The eagerly anticipated conclusion to Peter Godfrey-Smith's three-part exploration of the origins of intelligence on Earth, which began with the bestselling Other Minds in 2018 and continued with Metazoa in 2020. Peter Godfrey-Smith, the scuba-diving philosopher, examined the evolution of sentience in Other Minds. In Metazoa he asked how that consciousness shaped and was shaped by animal bodies. Now, in Living on Earth, he takes that line of questioning a step further, asking, how has life shaped and been shaped by our planet?

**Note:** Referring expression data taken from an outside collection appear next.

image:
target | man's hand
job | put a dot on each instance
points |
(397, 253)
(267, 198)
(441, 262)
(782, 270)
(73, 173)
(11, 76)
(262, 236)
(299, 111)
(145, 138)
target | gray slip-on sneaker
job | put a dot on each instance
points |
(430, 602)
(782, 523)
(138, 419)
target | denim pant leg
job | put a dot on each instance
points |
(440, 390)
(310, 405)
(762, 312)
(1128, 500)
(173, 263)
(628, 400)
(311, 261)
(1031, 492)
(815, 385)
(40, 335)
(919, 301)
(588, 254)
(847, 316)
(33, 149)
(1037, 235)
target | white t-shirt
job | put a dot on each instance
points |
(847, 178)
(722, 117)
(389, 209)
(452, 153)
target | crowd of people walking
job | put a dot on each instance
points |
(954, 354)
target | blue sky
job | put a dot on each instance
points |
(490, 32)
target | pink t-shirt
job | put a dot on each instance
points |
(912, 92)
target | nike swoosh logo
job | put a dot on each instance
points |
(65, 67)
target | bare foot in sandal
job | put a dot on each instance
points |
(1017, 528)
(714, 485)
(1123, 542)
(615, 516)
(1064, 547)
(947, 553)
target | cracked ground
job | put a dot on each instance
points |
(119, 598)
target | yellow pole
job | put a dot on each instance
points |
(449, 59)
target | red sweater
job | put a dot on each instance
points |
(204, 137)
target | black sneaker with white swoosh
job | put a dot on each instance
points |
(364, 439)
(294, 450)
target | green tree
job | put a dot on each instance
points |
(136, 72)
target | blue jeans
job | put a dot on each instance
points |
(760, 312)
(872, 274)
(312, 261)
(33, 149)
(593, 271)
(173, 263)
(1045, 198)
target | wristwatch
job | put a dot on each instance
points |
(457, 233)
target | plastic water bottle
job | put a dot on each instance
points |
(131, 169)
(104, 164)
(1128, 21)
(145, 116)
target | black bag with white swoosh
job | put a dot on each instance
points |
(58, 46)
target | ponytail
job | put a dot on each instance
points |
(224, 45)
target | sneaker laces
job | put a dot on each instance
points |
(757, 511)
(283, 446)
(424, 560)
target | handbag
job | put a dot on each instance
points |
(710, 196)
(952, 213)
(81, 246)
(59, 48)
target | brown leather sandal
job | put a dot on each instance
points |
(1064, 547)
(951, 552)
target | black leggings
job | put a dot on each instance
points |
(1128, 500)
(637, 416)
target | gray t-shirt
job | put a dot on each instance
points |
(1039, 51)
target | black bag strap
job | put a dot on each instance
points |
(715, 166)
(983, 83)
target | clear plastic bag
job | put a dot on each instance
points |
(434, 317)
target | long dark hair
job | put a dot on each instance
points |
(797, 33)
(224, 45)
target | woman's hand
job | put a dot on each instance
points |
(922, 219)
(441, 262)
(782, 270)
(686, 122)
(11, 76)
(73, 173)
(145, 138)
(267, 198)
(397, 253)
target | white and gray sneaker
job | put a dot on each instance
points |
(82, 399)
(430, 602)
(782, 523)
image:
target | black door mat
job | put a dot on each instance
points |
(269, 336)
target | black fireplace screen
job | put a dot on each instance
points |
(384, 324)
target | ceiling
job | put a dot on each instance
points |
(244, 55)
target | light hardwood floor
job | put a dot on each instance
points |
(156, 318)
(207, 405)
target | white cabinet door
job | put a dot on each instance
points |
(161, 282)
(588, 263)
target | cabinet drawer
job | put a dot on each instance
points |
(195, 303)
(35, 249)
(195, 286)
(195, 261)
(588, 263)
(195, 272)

He explores the last living stromatolite fields, examples of how cyanobacteria from the sea first began colonising the land and belching oxygen into the atmosphere as they photosynthesised the sun's light. Oxygen meant life, and so began a riotous tangle of coevolution between plants and new animals. And then, in our own evolutionary line, an initially unremarkable mammal changed in new ways, forming societies and technologies. This led eventually to change to the atmosphere itself, as carbon that was buried and transformed to oil was deliberately burned with life-derived oxygen, to power the elaborate world of humanity.
Humans belong to the infinitely complex system that is the Earth, and our minds are products of that system, but they are also an acting force within it. We are creatures of Earth, and we hold Earth's future in our hands.